フィリピ 2:16 命の言葉をしっかり保つでしょう。
「お母さんの言葉は音になった」というエッセイがありました。幼稚園の頃は、お母さんの声は優しく、暖かい言葉だった。大きくなるにつれてすべてが命令になっていったというのです。「早く起きなさい」「勉強しない」「さっさと食べなさい」「風呂に入りなさい」「ぐずぐずするな」と。これらの言葉には愛は感じられずに、冷たい音が自分の上を通り過ぎるだけと言うような内容でした。お母さんも自分の言葉を音にするつもりはないでしょう。しかし、お母さんにも余裕がなくなっていると音の言葉になって行くのだと思います。しかし、お母さんだけがわるいわけではなく、家族としての会話の回復ができないかなと思います。
パウロは、神様の福音を「命の言葉」といいました。また、キリスト者として、福音という命の言葉をしっかり保つことが「誇り」であると教えています。この「福音」という一つのことに、パウロは全身全霊をもって働いています。全身全霊で働くことが保つということでもあります。福音は音と書きますが音ではありません。イエス様のみ言葉です。このみ言葉には命があるので、暖かい心が伝わってくるのです。
「言葉とは心の振動である」ということを聞きました。「好きだ」という心の振動があってはじめて、言葉として告白ができるというのです。振動ですから、音にならない言葉もあります。イエス様の御言葉も振動です。十字架という救いを、福音という御言葉の振動によって伝えてくださっています。この振動こそ聖霊の働きではないかと思います。心の振動を意識していないと、それはただの音になります。音では会話になりません。家族内ではなされる会話も、命の言葉としての心の振動を大切にしてほしいと願っています。
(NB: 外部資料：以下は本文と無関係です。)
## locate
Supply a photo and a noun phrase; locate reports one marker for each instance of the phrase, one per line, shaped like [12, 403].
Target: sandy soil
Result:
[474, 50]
パウロは、「命の言葉をしっかり保つ」と言います。言葉には命があるのです。言葉は「心の振動を伝える」のです。「ありがとう」の一言が人を生かすのは、その「ありがとう」に心の振動が込められているときです。私たちはイエス様から「命の言葉」をいただいています。その「命の言葉」が、どんなときでも励まし、慰めを与えてくれるのです。